Eugene Kontorovich's research spans the fields of constitutional law, international law, and law and economics. He has authored a series of papers that extend the economic analysis of law to public law. Kontorovich is also one of the leading experts on maritime piracy, universal jurisdiction and international criminal law. He has been cited by courts and consulted by counsel in historic piracy trials around the world. He is working on a book, "Justice at Sea: Piracy and the Limits of International Criminal Law," under contract with Harvard University Press. Kontorovich has also written and lectured extensively about the legal aspects of the Israel-Arab conflict. During the 2011-12 academic year, Kontorovich is in Princeton as a resident member of the Institute for Advanced Study's School of Social Science.

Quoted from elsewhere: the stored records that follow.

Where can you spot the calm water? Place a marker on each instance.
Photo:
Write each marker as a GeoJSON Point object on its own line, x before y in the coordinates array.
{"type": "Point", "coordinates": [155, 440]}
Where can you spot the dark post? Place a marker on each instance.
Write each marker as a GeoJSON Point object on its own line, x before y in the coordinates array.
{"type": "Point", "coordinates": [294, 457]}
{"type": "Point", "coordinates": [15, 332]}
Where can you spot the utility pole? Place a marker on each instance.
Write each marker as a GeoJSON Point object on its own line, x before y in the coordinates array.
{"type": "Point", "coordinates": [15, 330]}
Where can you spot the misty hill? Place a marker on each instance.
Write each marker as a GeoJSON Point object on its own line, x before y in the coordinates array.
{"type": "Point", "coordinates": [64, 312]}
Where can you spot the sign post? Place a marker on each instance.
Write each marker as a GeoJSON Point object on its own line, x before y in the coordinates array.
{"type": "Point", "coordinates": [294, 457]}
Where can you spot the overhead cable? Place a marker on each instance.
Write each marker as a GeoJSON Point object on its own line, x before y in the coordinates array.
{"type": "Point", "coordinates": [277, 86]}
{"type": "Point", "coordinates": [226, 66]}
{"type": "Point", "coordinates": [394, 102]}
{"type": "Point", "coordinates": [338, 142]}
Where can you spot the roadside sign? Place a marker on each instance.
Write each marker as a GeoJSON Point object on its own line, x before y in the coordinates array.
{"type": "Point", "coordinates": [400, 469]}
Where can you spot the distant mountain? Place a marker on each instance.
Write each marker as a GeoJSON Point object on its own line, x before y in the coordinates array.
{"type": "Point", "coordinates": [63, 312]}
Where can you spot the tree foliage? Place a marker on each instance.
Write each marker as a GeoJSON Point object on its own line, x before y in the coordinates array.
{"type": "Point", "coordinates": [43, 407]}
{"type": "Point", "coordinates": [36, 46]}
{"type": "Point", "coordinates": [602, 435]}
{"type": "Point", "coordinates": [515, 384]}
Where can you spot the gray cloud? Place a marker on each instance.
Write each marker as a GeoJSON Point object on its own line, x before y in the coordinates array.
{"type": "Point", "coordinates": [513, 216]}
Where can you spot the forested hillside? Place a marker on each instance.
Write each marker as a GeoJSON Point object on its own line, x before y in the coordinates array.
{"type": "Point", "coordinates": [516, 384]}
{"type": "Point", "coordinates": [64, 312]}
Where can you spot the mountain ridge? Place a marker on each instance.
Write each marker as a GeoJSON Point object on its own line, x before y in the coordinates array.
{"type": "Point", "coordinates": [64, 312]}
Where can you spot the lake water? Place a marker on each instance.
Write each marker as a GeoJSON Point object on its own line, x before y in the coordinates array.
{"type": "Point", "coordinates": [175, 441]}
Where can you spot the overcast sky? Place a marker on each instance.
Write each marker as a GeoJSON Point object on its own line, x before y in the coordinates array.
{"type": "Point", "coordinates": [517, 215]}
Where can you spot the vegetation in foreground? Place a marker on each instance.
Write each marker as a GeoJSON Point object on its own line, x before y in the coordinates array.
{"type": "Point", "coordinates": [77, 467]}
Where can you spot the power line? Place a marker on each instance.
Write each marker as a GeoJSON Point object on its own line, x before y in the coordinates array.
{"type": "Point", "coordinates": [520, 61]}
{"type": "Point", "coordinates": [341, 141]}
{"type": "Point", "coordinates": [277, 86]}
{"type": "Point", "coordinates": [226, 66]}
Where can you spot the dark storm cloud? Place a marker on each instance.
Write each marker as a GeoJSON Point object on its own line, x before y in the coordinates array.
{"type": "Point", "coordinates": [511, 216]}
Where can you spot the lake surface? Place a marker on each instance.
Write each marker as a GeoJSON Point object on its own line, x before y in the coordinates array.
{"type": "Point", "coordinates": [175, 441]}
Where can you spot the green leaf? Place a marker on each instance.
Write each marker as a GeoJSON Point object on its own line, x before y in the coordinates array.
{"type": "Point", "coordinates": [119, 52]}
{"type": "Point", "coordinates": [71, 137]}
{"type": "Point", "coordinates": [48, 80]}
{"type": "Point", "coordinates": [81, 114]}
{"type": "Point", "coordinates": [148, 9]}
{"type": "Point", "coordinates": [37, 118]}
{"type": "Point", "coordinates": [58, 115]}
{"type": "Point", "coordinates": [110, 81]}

Keith E. Whittington is William Nelson Cromwell Professor of Politics at Princeton University and currently director of graduate studies in the Department of Politics. He is the author of Constitutional Construction: Divided Powers and Constitutional Meaning, and Constitutional Interpretation: Textual Meaning, Original Intent, and Judicial Review, and Political Foundations of Judicial Supremacy: The Presidency, the Supreme Court, and Constitutional Leadership in U.S. History , and editor (with Neal Devins) of Congress and the Constitution and editor (with R. Daniel Kelemen and Gregory A. Caldeira) of The Oxford Handbook of Law and Politics. He has published widely on American constitutional theory and development, federalism, judicial politics, and the presidency. He is editor (with Gerald Leonard) of the New Essays on American Constitutional History and editor (with Maeva Marcus, Melvin Urofsky, and Mark Tushnet) of the Cambridge Studies on the American Constitution. He is currently completing a two-volume casebook American Constitutionalism (with Howard Gillman and Mark Graber) and working on a political history of the judicial review of federal statutes.